There are lots of people looking for land loans these days so let me explain why they are so hard to find these days.
I recently got a call referring me in to a potential client that owned two fully entitled tracts of land in Del Mar and wanted. Their bank wanted out and they wanted to sit on the land for another year until the market to build was a bit hotter. I knew my bank would not be interested, but these were properties everyone would love to own so I reached out to my fellow bankers (25 years in SD, that’s A LOT of bankers) and not a single one was interested. The closest I got was one who said “we were doing those until about 6 months ago, and we filled our maximum allocation for that type of loan because no one else was doing them”. Here’s why:
The regulators look very critically of land loans because there is no income coming from the property to pay for interest, property taxes etc. Also, when real estate values drop, land tends to do so faster than homes or investment property. If the regulators were opposed to sunshine and puppy dogs, there is a good chance the banks would avoid them as well – after all, our very existence depends on regulatory approval. So until the regulatory bodies see land loans as a reasonable risk, you can bet that most financial institutions will avoid them to the extent possible. This , of course, become a self-fulfilling prophesy because if there are no loans to buy or carry land , then the pool of buyers (demand) drops , resulting in a farther drop in price.

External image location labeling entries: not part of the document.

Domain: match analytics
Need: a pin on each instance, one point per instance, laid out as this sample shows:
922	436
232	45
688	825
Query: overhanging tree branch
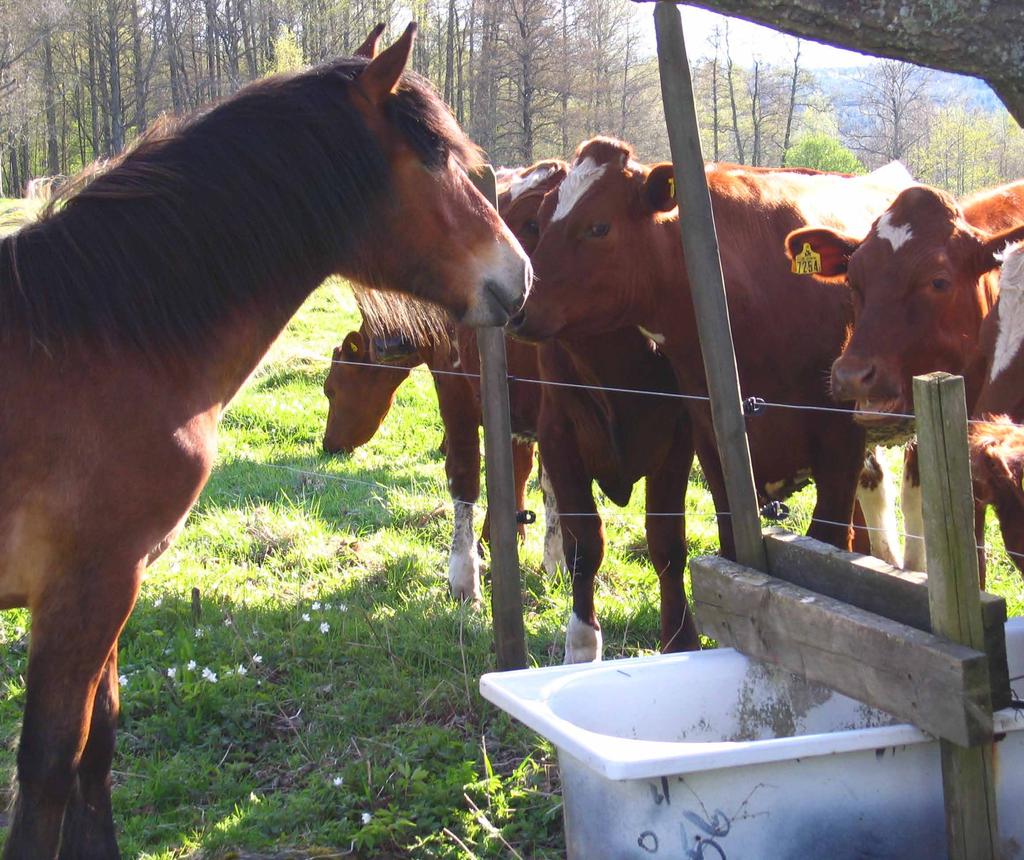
985	40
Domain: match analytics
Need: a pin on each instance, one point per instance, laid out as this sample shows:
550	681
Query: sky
750	39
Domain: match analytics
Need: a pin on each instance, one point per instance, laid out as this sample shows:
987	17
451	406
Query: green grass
345	713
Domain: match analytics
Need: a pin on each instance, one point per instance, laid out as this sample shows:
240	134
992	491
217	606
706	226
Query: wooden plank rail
940	686
506	585
878	587
968	775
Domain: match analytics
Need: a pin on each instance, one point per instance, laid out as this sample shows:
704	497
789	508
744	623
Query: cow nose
853	378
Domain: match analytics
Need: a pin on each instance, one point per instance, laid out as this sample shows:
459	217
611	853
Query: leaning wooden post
506	587
954	601
704	266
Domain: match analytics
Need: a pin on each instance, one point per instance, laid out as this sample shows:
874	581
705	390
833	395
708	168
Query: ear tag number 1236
807	262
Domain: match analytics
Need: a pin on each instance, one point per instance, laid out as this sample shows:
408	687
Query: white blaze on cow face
1008	341
464	565
896	234
521	184
576	184
583	643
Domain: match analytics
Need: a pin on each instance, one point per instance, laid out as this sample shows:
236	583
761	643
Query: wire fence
753	406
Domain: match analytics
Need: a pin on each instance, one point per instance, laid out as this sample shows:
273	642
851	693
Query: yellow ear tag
807	262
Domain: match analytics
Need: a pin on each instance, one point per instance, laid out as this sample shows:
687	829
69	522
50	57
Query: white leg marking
583	643
554	554
464	565
880	517
913	525
573	186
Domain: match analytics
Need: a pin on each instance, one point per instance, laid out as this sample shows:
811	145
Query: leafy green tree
822	153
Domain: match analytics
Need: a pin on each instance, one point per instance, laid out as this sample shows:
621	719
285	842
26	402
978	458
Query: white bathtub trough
715	757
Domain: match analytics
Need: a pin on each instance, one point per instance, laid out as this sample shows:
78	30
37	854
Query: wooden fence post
704	266
968	777
506	587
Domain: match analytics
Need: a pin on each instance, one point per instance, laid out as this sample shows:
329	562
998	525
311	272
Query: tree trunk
52	154
963	36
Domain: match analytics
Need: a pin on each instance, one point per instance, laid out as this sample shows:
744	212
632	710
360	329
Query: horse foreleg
74	632
667	541
88	824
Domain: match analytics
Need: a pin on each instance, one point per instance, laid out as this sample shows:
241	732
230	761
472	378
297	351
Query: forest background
528	79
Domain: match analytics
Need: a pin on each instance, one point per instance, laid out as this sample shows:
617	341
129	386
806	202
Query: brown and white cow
997	440
360	389
923	281
610	256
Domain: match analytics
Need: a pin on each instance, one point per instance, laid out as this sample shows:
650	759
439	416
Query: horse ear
372	42
352	347
990	253
820	252
381	77
659	187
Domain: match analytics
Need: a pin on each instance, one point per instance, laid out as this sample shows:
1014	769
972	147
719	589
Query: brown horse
140	306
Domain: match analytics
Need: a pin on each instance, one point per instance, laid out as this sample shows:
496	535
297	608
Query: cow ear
371	44
659	187
381	77
820	252
353	347
989	254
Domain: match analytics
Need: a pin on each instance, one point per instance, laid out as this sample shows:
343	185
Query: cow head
598	228
997	469
520	196
359	394
921	291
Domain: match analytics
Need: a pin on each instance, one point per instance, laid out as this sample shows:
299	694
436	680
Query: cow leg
837	469
88	825
74	633
913	518
462	466
712	467
583	534
522	465
554	556
667	541
875	495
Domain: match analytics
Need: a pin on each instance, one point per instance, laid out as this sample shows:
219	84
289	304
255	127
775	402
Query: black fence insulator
754	405
775	511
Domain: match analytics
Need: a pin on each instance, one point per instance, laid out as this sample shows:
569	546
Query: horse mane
257	199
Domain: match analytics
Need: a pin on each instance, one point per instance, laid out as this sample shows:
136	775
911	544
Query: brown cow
923	281
360	396
609	255
997	446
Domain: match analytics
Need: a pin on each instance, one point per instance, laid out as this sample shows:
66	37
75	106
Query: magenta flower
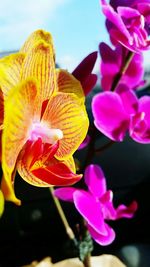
127	25
143	6
83	73
115	113
112	62
96	205
85	142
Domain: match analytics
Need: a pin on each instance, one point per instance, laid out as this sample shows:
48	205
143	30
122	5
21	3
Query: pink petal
115	18
95	180
85	142
65	193
109	115
103	240
140	123
89	83
129	99
126	212
90	209
128	12
109	211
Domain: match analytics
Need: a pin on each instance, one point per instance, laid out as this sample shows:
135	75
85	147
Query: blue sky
77	26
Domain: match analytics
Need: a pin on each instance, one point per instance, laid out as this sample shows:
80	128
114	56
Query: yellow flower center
48	135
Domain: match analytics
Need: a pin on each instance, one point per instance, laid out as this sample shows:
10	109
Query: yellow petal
51	173
1	203
39	64
10	68
67	83
35	37
65	112
19	111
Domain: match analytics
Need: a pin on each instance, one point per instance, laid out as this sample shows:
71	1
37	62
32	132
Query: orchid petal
110	116
90	209
58	174
67	83
139	125
26	174
16	125
126	212
34	38
1	109
89	83
1	203
39	64
129	99
10	67
95	180
115	18
85	142
65	194
103	240
65	112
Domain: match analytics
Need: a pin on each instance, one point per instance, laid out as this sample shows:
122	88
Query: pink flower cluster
119	110
96	205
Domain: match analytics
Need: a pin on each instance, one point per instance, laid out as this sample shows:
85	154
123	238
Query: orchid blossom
127	25
115	113
96	205
1	203
45	119
112	62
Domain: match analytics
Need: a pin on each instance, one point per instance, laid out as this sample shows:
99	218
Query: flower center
48	135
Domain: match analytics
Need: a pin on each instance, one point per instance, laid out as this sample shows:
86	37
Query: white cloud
19	18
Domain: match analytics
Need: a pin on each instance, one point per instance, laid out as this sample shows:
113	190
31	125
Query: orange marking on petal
65	112
10	68
35	37
39	64
67	83
58	174
19	113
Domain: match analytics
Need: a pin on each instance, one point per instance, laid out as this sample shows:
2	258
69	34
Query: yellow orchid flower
1	203
45	119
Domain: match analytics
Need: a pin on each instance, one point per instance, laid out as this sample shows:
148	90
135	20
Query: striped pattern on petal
64	112
34	38
10	68
1	203
19	112
39	64
41	175
67	83
26	174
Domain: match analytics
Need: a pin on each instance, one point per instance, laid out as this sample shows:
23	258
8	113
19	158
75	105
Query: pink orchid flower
127	26
143	6
96	205
112	62
115	113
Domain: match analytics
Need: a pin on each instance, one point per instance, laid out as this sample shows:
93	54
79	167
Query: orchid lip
47	134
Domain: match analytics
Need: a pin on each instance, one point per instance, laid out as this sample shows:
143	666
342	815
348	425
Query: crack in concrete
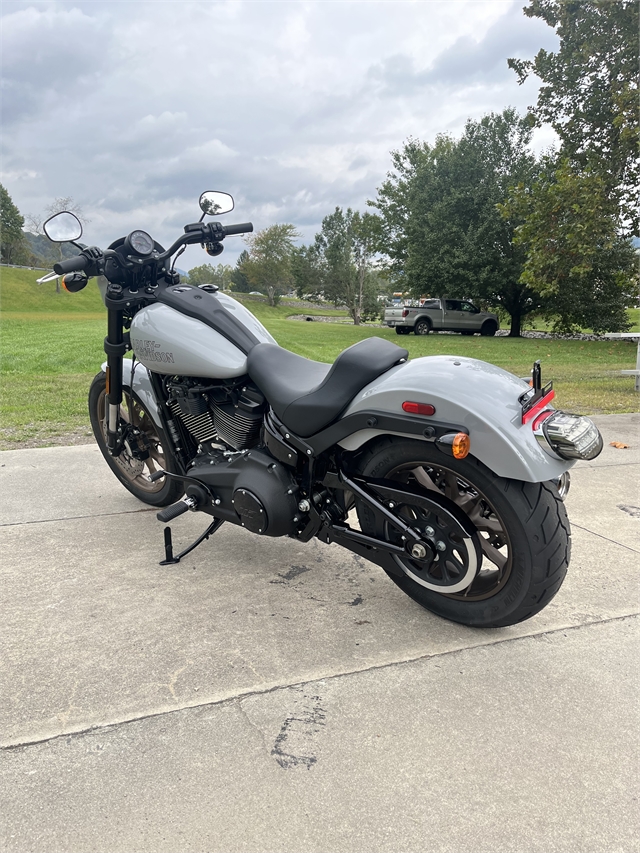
606	538
301	684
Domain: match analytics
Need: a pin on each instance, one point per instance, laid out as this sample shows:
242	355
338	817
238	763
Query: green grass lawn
51	347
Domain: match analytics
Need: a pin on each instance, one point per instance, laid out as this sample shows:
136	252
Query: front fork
115	348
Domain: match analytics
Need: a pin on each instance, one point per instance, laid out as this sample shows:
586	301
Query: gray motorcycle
448	472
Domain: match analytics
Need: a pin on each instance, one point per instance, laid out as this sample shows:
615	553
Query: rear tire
133	473
522	533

The exception to this would be land loans for the purpose of immediate construction of a home or commercial project. Several banks still offer this product, provided there is a permanent loan, buyer or other “exit” out there for the construction lender.

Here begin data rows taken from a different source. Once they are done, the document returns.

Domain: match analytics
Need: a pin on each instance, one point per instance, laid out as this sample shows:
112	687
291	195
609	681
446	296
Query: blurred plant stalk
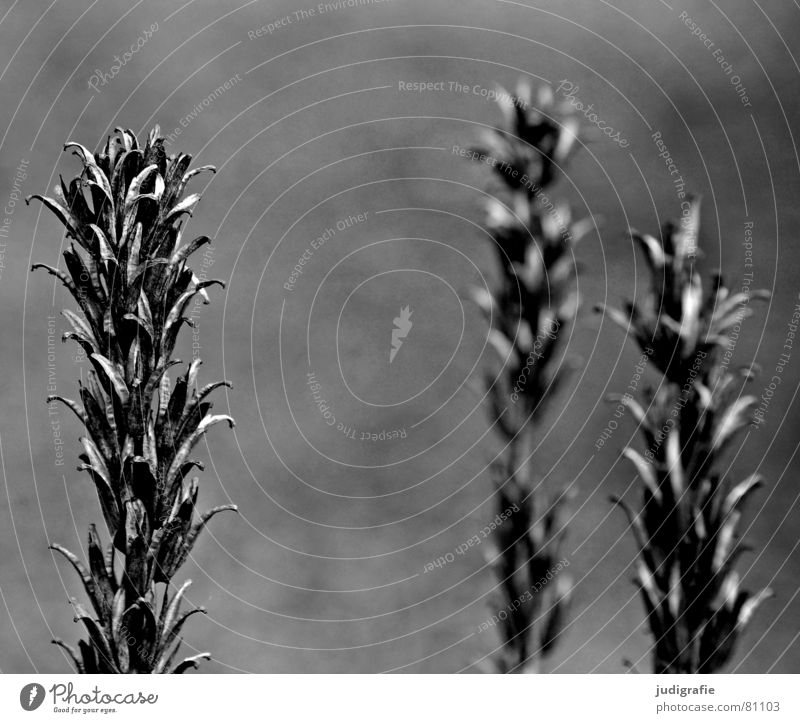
529	315
686	528
126	267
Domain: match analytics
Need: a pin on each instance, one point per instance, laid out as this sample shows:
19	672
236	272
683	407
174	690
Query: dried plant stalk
686	529
530	314
127	270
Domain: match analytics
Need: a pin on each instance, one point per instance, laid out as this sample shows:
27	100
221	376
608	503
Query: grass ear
130	312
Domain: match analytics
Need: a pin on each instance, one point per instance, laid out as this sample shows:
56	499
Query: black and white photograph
408	337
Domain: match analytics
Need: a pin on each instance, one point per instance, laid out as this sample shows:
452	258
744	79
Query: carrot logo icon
402	325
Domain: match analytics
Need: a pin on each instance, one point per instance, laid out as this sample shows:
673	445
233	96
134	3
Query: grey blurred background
323	571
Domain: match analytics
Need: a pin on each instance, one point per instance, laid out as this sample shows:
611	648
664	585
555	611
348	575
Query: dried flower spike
531	310
127	271
686	530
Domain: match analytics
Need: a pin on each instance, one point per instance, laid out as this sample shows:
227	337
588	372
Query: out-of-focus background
312	124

If you want to acquire land or simply hold onto that which you already own and have a loan coming due, your best option is to negotiate an extension with lender or “carry back” financing with the seller. There are also private “hard money” lenders out there who will look at land provided the LTV is extremely low and/or there are other assets the borrower can pledge. The most cost efficient way to finance land is to use an asset that is cheaper and easier to finance (stock, a home, or income property), but not everyone is fortunate enough to be in a position to do that.